For all the newbies I give you myths that well-meaning people argue about every day in offices around the world AKA:



I'm giving you the number 10 grammar myth here, but please read the other nine as they are all my favorites.


10. A run-on sentence is a really long sentence. Wrong! They can actually be quite short. In a run-on sentence, independent clauses are squished together without the help of punctuation or a conjunction. If you write I am happy I am glad* as one sentence without a semicolon, colon, or dash between the two independent clauses, it's a run-on sentence even though it only has six words.

In a comment to A Baker's Dozen, I wrote:
My opinion is that commas and periods are highly overrated and often get in the way of a fine writer completing an exquisite thought as it is transferred to the page in one pure stream of consciousness emerging unmolested from the brain to the hand.
It was engineered to be long, but tell me, is this a run-on sentence?

This year I add the use of may and can. The difference? Permission versus ability.

To my husband, "Can I jump off the 520 Floating Bridge?" The answer is yes. There is no physical impediment to my jumping off the bridge. I have the ability to make the dive.

To my husband, "May I jump off the 520 Floating Bridge?" The answer is no. He is withholding his permission until the appropriate moment arrives.

Now go, enjoy National Grammar Day!

8 Comments:

Blogger Greta Koehl said...

My favorite, of course, is Number 6. Not only is the passive voice not always wrong, it is not even something to be avoided, even if the subject of the action is known.
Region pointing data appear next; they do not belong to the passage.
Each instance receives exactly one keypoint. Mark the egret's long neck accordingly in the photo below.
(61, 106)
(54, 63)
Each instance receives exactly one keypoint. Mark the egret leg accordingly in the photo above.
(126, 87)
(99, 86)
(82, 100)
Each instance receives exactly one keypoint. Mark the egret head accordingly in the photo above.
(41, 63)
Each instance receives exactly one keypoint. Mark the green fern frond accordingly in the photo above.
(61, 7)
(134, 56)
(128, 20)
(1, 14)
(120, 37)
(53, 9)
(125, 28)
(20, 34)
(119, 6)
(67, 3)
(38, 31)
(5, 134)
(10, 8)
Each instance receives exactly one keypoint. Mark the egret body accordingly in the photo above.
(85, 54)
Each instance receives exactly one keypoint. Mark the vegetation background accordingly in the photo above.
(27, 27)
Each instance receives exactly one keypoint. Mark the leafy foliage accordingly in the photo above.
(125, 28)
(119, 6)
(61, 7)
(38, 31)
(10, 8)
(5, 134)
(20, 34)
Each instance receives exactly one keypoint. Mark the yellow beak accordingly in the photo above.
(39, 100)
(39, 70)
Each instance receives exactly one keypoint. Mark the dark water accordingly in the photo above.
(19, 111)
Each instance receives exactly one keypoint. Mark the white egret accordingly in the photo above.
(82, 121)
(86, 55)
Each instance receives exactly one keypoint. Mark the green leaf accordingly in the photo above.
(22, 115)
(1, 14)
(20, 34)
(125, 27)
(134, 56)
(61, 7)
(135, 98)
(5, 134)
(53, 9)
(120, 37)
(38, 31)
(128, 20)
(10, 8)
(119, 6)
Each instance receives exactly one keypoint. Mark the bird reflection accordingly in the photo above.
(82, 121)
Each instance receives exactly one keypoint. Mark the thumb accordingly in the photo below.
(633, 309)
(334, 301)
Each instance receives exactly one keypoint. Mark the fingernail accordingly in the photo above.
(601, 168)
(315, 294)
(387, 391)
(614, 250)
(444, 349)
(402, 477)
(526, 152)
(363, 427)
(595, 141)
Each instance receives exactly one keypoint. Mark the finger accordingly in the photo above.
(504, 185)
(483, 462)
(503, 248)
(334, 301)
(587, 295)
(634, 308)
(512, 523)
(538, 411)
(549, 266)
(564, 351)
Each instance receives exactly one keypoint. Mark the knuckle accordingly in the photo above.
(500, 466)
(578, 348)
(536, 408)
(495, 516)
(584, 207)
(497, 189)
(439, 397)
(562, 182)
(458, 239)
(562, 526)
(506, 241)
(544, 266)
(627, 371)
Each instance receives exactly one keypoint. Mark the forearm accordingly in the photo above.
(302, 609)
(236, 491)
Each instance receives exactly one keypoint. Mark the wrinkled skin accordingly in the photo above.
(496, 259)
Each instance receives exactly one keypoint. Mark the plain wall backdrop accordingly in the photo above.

It allows the writer to play around with perspective, for one thing, and allows translators to follow the theme-and-rheme order of the language of the original text, for another.

March 4, 2011 at 4:38 PM  
Blogger footnoteMaven said...

Good one Greta - can you believe it, I had a professor who marked down law school exams if he found the passive voice.

But then, he was always right? Wrong.

Hey, I thought you'd comment on my jumping off a bridge.

-fM

March 4, 2011 at 5:36 PM  
Blogger Nancy said...

I enjoy grammar though I'm sure I don't always use it properly. Grammar Girl is new to me. Thanks for posting about it.

March 4, 2011 at 6:44 PM  
Blogger Greta Koehl said...

No, but I did laugh!

March 4, 2011 at 9:02 PM  
Blogger Jasia said...

This is why I love your blog... I learn so much! How much I'll remember remains to be seen. ;-)

Let's get this bridge thing straight... No, no, no! No jumping off bridges, now or ever!

March 5, 2011 at 5:52 AM  
Blogger Kathryn Doyle said...

Sorry, it's taken me days and days to get here to comment. Grammar Day reminds me that I keep forgetting to ask you about diagramming sentences. Somehow I get the impression that you must have had a childhood fondness for that bygone exercise. Am I right?

March 19, 2011 at 5:19 PM  
Blogger footnoteMaven said...

Oh, Kathryn, you got me.

I was a master at diagramming sentences, and I loved it. The more complicated the better.

But you know, I truly understood sentence structure when I was done.

Thanks for the memory, and the laugh. I guess I'm far more transparent than I thought.

-fM

March 19, 2011 at 7:10 PM  
Blogger Kathryn Doyle said...

Ha! I knew it! Yours truly won an award in 8th grade for diagramming an absurdly long sentence. We are two peas in a pod.